In contrast, other studies have shown no significant differences in functional connectivity after DREADD manipulation in striatal neurons or projections from ventral tegmental area to NAc or mPFC [24, 25]. Besides the differences in regions/pathways of manipulation, important methodological differences may help account for their null result, including their use of 1% isoflurane. Evidence shows that functional connectivity decreases with higher isoflurane levels [54], while our previous studies, which used 0.5% of isoflurane combined with a low dose of dexmedetomidine during imaging acquirement have successfully identified the classic Default Mode and Salience Networks in rats [35, 55], suggesting that this anesthesia regimen allowed us to observe more robust changes in functional connectivity induced by DREADD activation. However, it should be generally cautious when interpreting the relationship between fMRI data and behavioral outcomes under anesthesia. Future studies employing awake fMRI protocols could help validate and extend the current findings.
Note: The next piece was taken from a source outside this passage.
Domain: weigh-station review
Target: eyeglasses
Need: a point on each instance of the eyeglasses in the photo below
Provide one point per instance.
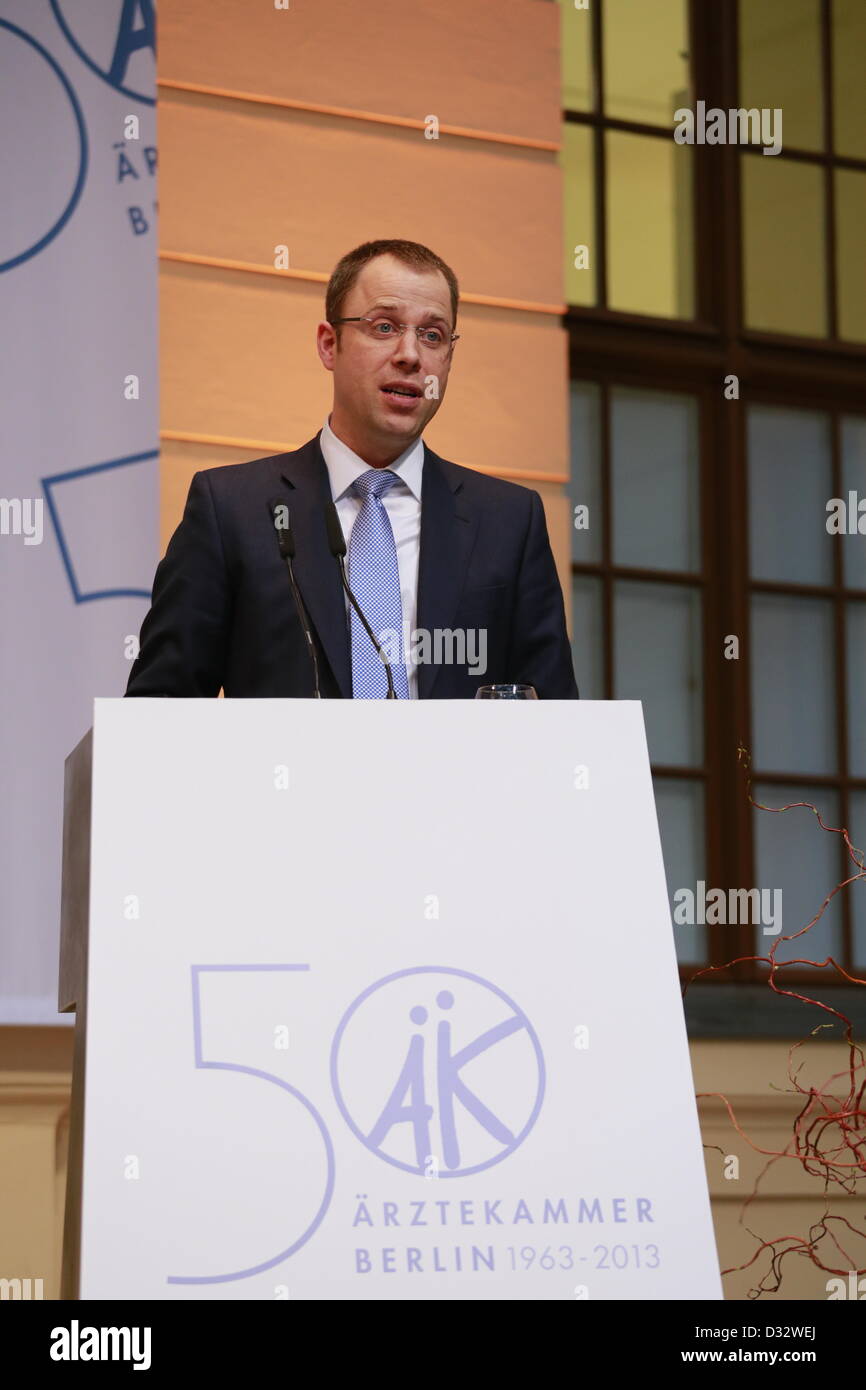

The current study demonstrated that activation of the mPFC-NAc pathway enhanced behavioral flexibility by reducing perseverative errors and decreased functional connectivity in frontostriatal and other cortical circuits. These findings provide insights into the causal effects of frontostriatal pathway activation to behavioral flexibility, which may inform potential future interventions for those with behavioral flexibility deficits.